I flash on the memory of patient who years ago told me about giving birth to identical twins and feeling an immediate connection to the first twin that she didn’t experience with the second. Did Bethany’s mother have a similar experience with her twins that has shaped Bethany and Heather’s experience in the world? An unanswerable question, but an interesting one nonetheless.
“That must be painful.”
“I guess, but I suppose I’ve gotten used to it. I’ve always been shier than Heather, more introverted. I like to draw. I like art. That’s sort of what I do. I work in a design studio that sells lots of art. Although I work mainly in the back. I’m not the greatest sales person. I try, but it’s hard for me.”
“And do you show your own work?”
She shakes her head. “People tell me I’m good enough. But it feels so exposing. And the idea of marketing myself feels overwhelming.”
“Tell me about your family, Bethany.”
“Well, I have an older brother who’s been out of the house for a long time. And then there’s me and my sister and my parents. They’re all very social, outgoing people. They have lots of friends, go to parties, invite people over. I have friends too. I don’t want you to think I’m a total recluse. But we’re different. We sit around and talk, go to the movies, sometimes go to museums.”
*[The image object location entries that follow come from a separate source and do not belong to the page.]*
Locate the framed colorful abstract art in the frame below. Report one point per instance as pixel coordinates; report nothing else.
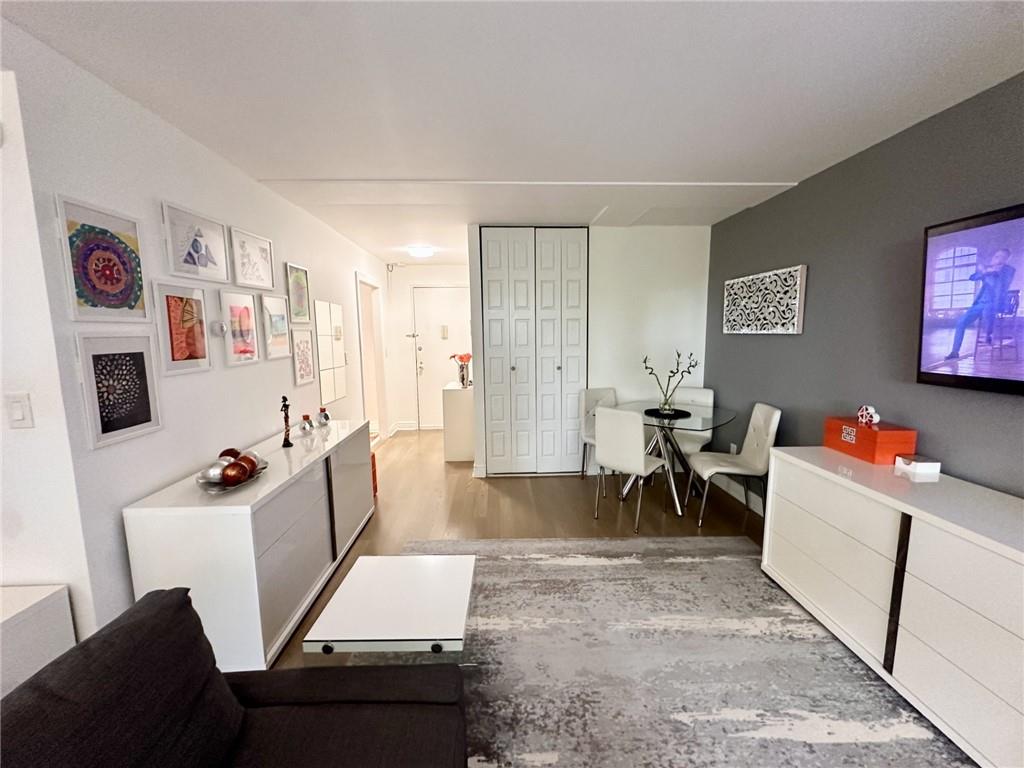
(302, 344)
(183, 332)
(298, 292)
(253, 258)
(239, 313)
(197, 245)
(120, 385)
(275, 338)
(103, 263)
“Sounds pretty rewarding. Why is what you do with your friends less valuable than what your parents or sister do?”
She shrugs. “I don’t know. I guess because my mother always seems so disapproving of me. I don’t have enough fun. I don’t wear make-up. I don’t get my hair done. She always wants me to be doing something different than what I’m doing.”
“Has that always been true?”
“Always. I remember when I was little. My friends and I would sit around the house drawing, or playing school, or making up stories and my mother would be telling me to go outside, to ride my bike, to go swimming. Whatever I was doing she wanted me to do something else.”
“Did that ever make you angry, Bethany?”
“Sometimes. But mostly it just made me feel bad about myself. Like what’s wrong with me? Why aren’t I more like Heather?”  
“Did your mother ever praise you for your art? Did she ever listen to the stories you and your friends made up?”
“Never. Or at least not that I remember.”
“What just happened there, Bethany? First you said ‘never’ and then you quickly changed it to ‘not that I remember.’”
“Well, I was only a kid. I could have forgotten.”
“Or maybe it’s hard for you to think anything negative about your mother, like it wasn’t fair of her not to praise you for your strengths, just as she praised Heather for hers.”
“I was about to say, I didn’t have any strengths, but I know that’s not true. I really am a good artist. But my strengths weren’t important in my family.”
“You know, Bethany, when children aren’t valued, it’s very hard for them to think that it’s their parent’s problem for being unable to cherish them. They’re much more likely to feel it’s their fault and if only they could change, then their mother or father would love them.”
“I definitely feel that. I always wanted to be like Heather.”
“Well, I’ve only just met you, but it seems to me you have lots of wonderful qualities, qualities that would be loved and valued in many families. Maybe we can help you to learn to value yourself and give up on trying to win the approval of a mother who can’t seem to appreciate you for who you are. It’s really her loss, but I know you’re a long way from feeling that.”    
“A long way.”

“I know. But we’ve just begun our work.”